For more information on how to use ROS launch files, see the ROS website.
Hardware
The RPG Monocular Pose Estimator makes use of infrared LEDs mounted on the target object and a camera fitted with an infrared-pass filter. The details of the LEDs and camera that were used in our evaluation of the package are outlined below. Our system will be able to work with any kind of LEDs and camera, provided that the LEDs appear bright in the image and can consequently be segmented from the image using simple thresholding operations. Also the emission pattern of the LEDs should be as wide as possible, so that they still appear bright in the image even when viewed from shallow viewing angles.
Infrared LEDs
The infrared LEDs that were used were SMD LEDs from Harvatek HT-260IRPJ of type Harvatek HT-260IRPJ. They have a wide emission pattern and consequently can be viewed from varying view points.
LED Configuration
The placement of the LEDs on the target object can be arbitrary, but must be non-symmetric. The LEDs should also not lie in a plane in order to reduce the ambiguities of the pose estimation. Also the larger the volume that the LEDs fill, the more accurate the estimated pose will be.
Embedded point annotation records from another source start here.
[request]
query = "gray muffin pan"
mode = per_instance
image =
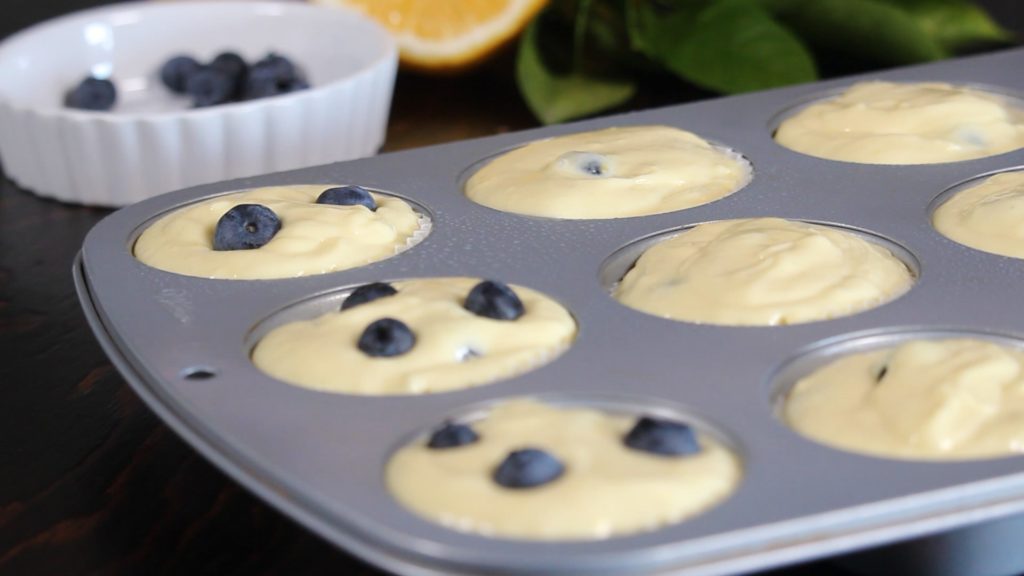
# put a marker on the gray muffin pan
(183, 344)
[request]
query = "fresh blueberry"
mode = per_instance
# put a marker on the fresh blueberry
(664, 438)
(585, 162)
(176, 72)
(92, 93)
(368, 293)
(494, 299)
(209, 86)
(452, 435)
(348, 196)
(246, 227)
(386, 337)
(235, 67)
(528, 467)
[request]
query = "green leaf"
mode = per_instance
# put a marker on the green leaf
(869, 30)
(724, 45)
(953, 24)
(554, 97)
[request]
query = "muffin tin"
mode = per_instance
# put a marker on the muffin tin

The robustness and accuracy are improved if the LEDs are visible from many view points. The RPG Monocular Pose Estimator requires a minimum of four (4) LEDs mounted and visible on the target object in order for its pose to be resolved.
Camera
The camera used was a MatrixVision mvBlueFOX-MLC200w monochrome camera fitted with an infrared-pass filter. Its resolution is 752x480 pixels.